Two of the Fab Four have left the planet, and the remaining two look all of their 70-plus years; on the program, he they look so young, just as we were so much younger, but you watch them mature over the eight or so years covered. The performances shown range from footage taken in the Cavern Club, in their early Liverpool days, to the post-Sgt. Pepper phase.
Martin’s comments during the show are revealing — but also indicate that, while he was talented in his craft and perceptive enough to see some potential in the Beatles, he knew no more than they did where things was going. “I’d been up to the Cavern and I’d heard their repertoire,” the producer says at one point. “They weren’t great, but there was something about them worth investigating/”
And Martin initially didn’t recognize one of the things that would make the group the musical force that it became. “They were nice people, but I didn’t know if they could write any decent songs,” he said.
Martin figured it out pretty quickly, and recognized the power of the music the Beatles were making. Speaking of the recording of “Please Please Me” — one of the earliest Lennon-McCartney compositions — he said, “I was able to tell them, at the end of that session, ‘You’ve got your first No.1’”
The producer noted that the four young performers learned the recording studio “rather quickly,” but didn’t get into using it until much later. “They were too busy. They would dash into the studio, put down their tracks and leave the rest of the work to us,” he says.
Martin was at the console as the Fab Four — like the Beach Boys and other contemporary groups — began to use the studio as an instrument. “’Rubber Soul’ was an indication of where they were going to go,” the producer says of the phase that also included “Revolver.” “They would start telling me what they wanted, and they would start pressing me for more ideas.”
That came to fruition with the recording of “Sgt. Pepper’s Lonely Hearts Club Band.” “It probably did change the face of recording,” Martin said of the Beatles’ landmark 1967 album. “It became a different kind of art form.”
Less than a month after that LP was released, Martin was in the control room when the Beatles performed “All You Need Is Love” as part of “Our World,” the first live global television hookup. More than 400 million viewers, in 25 countries, watched the satellite broadcast.
But Martin didn’t just twirl the dials for the Beatles. He also arranged much of their music, particularly the songs with more elaborate or orchestral parts. He also played keyboards and occasionally other instruments, and conducted orchestral arrangements.
Martin’s skills brought him work as a producer, and arranger, with other acts. For that and personal reasons he was unavailable during the “The Beatles” (“White Album”) recording sessions, and the Beatles produced some of the cuts themselves.

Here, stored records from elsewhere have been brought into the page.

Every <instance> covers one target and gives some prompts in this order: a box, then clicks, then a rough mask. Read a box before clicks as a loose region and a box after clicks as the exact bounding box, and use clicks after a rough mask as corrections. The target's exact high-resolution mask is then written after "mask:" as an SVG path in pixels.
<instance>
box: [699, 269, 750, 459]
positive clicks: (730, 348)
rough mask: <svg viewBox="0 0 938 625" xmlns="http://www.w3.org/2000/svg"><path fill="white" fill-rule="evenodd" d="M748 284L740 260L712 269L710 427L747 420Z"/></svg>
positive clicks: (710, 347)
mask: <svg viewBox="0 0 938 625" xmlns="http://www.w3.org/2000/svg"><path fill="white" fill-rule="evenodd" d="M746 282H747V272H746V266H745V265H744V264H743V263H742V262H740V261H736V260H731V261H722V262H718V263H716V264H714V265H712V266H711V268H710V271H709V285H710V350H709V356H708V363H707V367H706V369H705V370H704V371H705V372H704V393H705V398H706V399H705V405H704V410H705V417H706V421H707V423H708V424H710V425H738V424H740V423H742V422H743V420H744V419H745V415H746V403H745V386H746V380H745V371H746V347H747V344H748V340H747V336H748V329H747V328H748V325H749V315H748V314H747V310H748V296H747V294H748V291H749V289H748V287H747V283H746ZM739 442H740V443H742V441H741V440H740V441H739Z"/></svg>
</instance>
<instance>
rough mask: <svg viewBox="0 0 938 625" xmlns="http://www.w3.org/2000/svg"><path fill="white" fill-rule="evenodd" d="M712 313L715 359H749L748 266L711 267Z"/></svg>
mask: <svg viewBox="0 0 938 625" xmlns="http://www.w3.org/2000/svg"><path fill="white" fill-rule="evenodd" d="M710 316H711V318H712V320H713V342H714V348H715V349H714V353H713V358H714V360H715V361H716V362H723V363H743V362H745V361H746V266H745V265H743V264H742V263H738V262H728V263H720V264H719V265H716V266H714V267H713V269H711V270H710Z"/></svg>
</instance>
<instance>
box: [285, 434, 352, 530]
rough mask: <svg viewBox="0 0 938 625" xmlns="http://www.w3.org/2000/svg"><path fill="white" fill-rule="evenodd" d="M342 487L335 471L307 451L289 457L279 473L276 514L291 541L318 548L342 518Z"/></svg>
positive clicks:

The group was coming unglued during the making of that album, but Martin produced their final three albums, including the classic “Abbey Road,” released over the next two years. But when the Beatles ceased to be, he kept working, producing and arranging music by artists as diverse as Jeff Beck, Cheap Trick, Celine Dion, Gary Glitter, Kenny Rogers and UFO.
He will be best remembered, though, for his work with the Beatles, even if one of them tried to diminish his significance. John Lennon, always the angry young man, lashed out soon after the breakup — but eventually changed his tune and acknowledged Martin’s contributions.
So, to honor the passing of the Fab Four’s fifth, I recommend listening to a bunch of Beatles music. And pondering what The Music might have sounded like, had not George Martin taken that gamble 54 years ago.